Course, College: BA Comparative Literature, CAL
Did you know: Kabourophobia — I have an intense, irrational fear of crabs! Keep me away from Kinglers and Ginataang Alimango, please!
Study tips: Studying strategies aren’t one-size-fits-all. Different strokes for different folks. Nevertheless, I consider the following pointers very helpful in the recent years. Malay mo, epektib din sa’yo.
1) Re-conceptualize what “studying” is. Study = University-related responsibilities in general, including orgs, acads (what people usually consider as “study”), sidelines, love life, etc. With this mindset, you won’t blame yourself for socializing or doing orgwork, because everything contributes to a process of developing yourself in multifarious aspects i.e. studying.
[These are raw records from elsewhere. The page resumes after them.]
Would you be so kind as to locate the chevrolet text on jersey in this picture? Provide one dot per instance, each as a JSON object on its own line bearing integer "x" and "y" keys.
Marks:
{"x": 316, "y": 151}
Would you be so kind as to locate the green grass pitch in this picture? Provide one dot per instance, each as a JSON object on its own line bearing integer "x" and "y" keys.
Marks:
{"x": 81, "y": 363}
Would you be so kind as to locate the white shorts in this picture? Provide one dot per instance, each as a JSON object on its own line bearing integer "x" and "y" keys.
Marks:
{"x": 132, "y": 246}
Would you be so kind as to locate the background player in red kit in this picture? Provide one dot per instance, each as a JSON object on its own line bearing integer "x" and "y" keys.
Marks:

2) Integrate your academics! Enlist in courses tightly knit with each other, or focus on a theme/topic/project that can be distilled into varied course requirements. You can also bolster each of your research interests by streamlining the contents of your classes.
3) Make time your BFF. Plan what you’re gonna do for the day on the bus. Start jotting down ideas for a paper while riding the Ikot. Make short but sweet reviewers na useable kahit may hangover ka!
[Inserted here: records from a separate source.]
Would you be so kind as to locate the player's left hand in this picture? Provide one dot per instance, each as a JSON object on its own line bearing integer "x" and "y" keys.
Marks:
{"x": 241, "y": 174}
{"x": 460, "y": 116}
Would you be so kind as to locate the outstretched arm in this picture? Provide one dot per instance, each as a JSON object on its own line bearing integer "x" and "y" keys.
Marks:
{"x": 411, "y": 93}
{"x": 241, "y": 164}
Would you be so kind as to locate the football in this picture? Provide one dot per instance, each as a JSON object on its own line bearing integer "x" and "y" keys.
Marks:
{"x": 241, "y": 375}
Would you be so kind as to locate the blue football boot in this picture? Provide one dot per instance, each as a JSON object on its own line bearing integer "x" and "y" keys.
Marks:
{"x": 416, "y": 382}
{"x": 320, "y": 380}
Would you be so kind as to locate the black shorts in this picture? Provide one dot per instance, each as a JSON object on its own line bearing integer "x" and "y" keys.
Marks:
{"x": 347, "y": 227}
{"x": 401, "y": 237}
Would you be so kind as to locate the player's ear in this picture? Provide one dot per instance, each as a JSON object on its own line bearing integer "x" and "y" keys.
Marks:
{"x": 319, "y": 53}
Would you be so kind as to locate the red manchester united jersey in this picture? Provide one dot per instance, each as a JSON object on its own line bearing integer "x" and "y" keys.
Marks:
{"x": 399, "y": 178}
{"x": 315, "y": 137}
4) Love what you’re doing! Stop whining and shift if that’s what your heart is telling you! You’ll save a lot of time, and studying will be a more exciting activity.
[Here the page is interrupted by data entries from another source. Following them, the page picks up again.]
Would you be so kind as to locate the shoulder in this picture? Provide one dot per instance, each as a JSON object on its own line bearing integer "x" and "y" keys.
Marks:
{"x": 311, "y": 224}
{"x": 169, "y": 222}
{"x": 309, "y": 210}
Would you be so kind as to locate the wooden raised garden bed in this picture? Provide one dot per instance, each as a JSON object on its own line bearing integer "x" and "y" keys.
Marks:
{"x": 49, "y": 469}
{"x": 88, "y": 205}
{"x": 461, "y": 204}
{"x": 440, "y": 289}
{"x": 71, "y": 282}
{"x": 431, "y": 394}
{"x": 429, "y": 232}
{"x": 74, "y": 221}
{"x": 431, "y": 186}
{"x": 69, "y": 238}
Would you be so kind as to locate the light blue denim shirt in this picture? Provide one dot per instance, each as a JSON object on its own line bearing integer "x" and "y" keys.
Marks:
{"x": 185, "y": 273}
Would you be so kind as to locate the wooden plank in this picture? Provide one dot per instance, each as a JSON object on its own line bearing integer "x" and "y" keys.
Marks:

5) Speaking of love, humanap ka ng love life na masipag rin mag-aral, para masumpungan ka.
General advice to college students: According to Jean-Paul Sartre, “strut, fret, and delude ourselves as we may, our lives are of no significance.” Sad nu? But the point he’s trying to make is that we must weave meaning for our lives. College life in UP constitutes not a hellweek, but a hell-four-or-more-years, and if you’re willing to live through it just because you’re required or expected to, you’re in for a bad time. Live for something. To Alain de Botton, one of the meanings of life is service. While juggling your course requirements, try joining a protest rally or immersing in farming or fishing communities. We need to realize that there’s a bigger picture out there, and we don’t need to wait until graduation to reassert our participation in it. Start living for something bigger than grades — or the prospect of getting a stable job in this hell of a society — and don’t let education get in the way of your learning. The point of studying the world, after all, is to change it.
Course, College: BA European Languages, CAL
Did you know: Martin is leaving for France this September to pursue a master’s degree in teaching. He plans to return to UP after to fulfil his dream to be a professor. He is frequently torn between two lovers: Chickenjoy and Mini Stop chicken.
Study tips: Find out what strategy works best for you! I realized during my freshman year that I learn better when I read the assigned materials in advance and when I watch YouTube videos explaining the topic. Participate and make mistakes in class. Committing errors helps you retain information better. Try different techniques: make flashcards, study with friends, use the Pomodoro Technique or rewrite your notes. Always prioritize sleep over your studies!
General advice to college students: Go beyond your personal goals. Go beyond recognition, fame and wealth. Root your successes and aspirations in serving the people. Be critical, empathize with others, and challenge your own beliefs. No failure or setback is too overwhelming when you set your eyes on something bigger than yourself. The nation is waiting for you. Serve the people!
Congratulations to the entire Class of 2017! Padayon!